Faced with influx of mental health patients, Children’s Hospital’s emergency rooms fill up
Children’s Hospital Colorado continues to see high volumes of pediatric patients, with an influx of mental health patients to emergency rooms causing the hospital to sometimes open up overflow space in a tent outside of the building.
The facility has not maxed out its capacity and is still taking patient transfers, associate chief medical officer Kevin Carney said Thursday. But levels have not dropped since early August, when an unprecedented spike in RSV patients – a common but sometimes serious respiratory infection – began to arrive at Children’s.
The tent, neither a standing nor completely unique addition, has at times been opened in Aurora to more rapidly work through patients, as wait times inside the emergency department have caused patients to wait sometimes “hours or even days” for a bed.
Though COVID-19 has been spreading among children in higher numbers than anyone else amid this latest surge, the virus is playing a “backseat” role to RSV and mental health patients. Carney said 40% of Children’s emergency department rooms “have patients with primary mental health issues in them.”
“Certainly those patients need our care just as much as patients with medical illness, but the challenge is that as we have mental health patients who are staying sometimes in our emergency rooms for many, many hours or even days as they await an inpatient bed, it has a major impact just because it becomes harder to take care of all the other patients who are arriving for medical issues,” he said.
The tent, he said, has been used before, at the beginning of the pandemic and in previous years, when there were sudden influxes of patients. It is not being used daily at Children’s.
Because of the high volume, patients in the ER are being “boarded” there, meaning kept in exam rooms while the facility waits for another bed to open up. The staffing shortages plaguing hospitals statewide are also affecting Children’s, Carney said.
The typical peak of the respiratory season is still at least a month away, based on past years. Though the situation hasn’t worsened in terms of RSV since August, Carney said the influx of mental health patients is straining the hospital.
“The days we have to employ the tent is when we’re really seeing huge backups in our emergency department because of the mental health volumes of patients,” he said.
In Colorado, Children’s has consistently warned about the youth mental health crisis. In May, the system declared a state of emergency for behavioral health in juveniles.
There are a number of factors likely contributing to the crisis, Carney said. Some of the factors, and the trend overall, predates the pandemic. The isolation, stress and lack of social contact over the past 20 months has further exacerbated it.

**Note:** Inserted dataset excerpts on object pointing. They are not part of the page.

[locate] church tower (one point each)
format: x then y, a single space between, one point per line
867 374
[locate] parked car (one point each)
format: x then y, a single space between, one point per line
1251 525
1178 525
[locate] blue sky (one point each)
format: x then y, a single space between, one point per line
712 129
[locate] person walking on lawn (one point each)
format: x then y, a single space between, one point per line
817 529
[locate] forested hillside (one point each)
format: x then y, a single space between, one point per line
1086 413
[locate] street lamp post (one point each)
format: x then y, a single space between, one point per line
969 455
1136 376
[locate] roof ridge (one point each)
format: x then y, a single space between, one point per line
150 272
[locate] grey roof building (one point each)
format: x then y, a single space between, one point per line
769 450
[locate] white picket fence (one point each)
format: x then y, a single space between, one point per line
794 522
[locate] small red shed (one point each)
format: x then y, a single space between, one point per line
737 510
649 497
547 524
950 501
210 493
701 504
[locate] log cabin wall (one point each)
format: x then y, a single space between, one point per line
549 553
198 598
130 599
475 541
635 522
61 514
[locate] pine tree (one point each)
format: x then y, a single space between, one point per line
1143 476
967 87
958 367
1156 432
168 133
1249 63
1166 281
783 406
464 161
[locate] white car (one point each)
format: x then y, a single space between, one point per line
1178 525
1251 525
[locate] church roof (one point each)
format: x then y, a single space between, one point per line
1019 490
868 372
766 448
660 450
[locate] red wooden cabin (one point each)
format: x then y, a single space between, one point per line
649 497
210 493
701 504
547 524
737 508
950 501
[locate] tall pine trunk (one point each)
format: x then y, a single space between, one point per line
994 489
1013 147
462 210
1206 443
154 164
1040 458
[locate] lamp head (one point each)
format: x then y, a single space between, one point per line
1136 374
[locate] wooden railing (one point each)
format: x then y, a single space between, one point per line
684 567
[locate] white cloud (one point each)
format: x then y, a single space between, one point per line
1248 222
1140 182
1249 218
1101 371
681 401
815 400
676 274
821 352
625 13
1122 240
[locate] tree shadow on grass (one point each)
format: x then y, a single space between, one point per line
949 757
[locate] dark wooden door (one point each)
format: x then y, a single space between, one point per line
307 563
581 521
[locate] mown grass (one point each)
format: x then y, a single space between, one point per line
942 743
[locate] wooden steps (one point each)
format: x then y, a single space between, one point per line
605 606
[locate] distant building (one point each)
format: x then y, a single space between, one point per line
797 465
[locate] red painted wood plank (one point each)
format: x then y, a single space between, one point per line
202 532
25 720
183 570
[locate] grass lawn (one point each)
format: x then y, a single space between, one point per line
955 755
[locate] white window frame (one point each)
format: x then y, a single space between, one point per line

Despite suggestions to the contrary, Carney emphasized that there is no evidence to suggest mask wearing in schools is harming students’ mental health. Representatives from Children’s have previously emphasized that fact during public meetings about masks in schools.

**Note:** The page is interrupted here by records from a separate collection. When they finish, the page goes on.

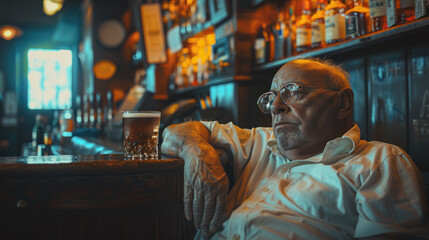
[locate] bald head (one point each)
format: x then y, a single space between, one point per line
322 111
323 72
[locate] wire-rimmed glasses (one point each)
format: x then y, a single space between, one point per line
289 94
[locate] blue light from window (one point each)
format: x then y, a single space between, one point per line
49 79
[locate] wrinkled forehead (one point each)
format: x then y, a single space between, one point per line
301 74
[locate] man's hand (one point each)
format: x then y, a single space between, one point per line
206 184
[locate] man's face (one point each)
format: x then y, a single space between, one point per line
307 124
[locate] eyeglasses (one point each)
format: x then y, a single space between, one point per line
289 94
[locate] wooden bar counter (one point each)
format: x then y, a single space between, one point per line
91 197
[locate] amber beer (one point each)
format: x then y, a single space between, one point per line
141 134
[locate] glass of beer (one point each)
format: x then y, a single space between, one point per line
141 134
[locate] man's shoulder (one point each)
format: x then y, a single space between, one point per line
381 146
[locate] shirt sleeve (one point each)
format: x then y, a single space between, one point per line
392 200
236 141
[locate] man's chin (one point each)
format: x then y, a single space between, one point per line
287 141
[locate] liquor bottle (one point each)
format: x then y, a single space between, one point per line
303 28
399 12
356 20
318 25
349 4
79 117
335 22
38 130
262 45
99 111
377 13
421 8
292 27
278 30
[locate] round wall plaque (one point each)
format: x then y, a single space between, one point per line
104 69
111 33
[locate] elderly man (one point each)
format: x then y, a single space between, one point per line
310 176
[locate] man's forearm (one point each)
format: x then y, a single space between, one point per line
179 138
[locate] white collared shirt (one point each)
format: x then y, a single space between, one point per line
353 189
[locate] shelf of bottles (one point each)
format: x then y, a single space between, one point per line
312 28
197 37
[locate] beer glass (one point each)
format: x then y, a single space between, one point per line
141 134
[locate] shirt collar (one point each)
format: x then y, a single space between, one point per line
345 144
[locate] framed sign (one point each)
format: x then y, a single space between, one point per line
219 10
153 33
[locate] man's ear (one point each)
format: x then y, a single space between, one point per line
345 108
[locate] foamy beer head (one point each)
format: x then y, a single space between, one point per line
141 130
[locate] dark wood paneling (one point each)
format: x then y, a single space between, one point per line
108 199
356 69
387 98
419 106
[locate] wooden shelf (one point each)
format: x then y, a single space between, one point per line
212 82
354 44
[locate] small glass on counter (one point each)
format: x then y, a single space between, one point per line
141 130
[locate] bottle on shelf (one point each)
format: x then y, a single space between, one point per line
349 4
421 8
278 30
318 26
377 13
38 130
47 140
79 117
303 28
109 112
399 12
262 45
99 111
292 27
335 22
357 20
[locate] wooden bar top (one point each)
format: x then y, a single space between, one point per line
92 197
75 165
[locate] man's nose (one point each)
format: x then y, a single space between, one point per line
278 106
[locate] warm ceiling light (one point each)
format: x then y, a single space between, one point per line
50 7
9 32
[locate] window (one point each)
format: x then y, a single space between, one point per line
49 79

“We don’t believe there’s any evidence that would suggest that mask wearing is what is leading to the spike in mental health crises with our youth,” he said. “That is really something that we have not seen any evidence for, and if anything, wearing masks and getting kids safely back into schools is what they need to help socialize and really help with a lot of the social isolation that people experienced early on in the pandemic.”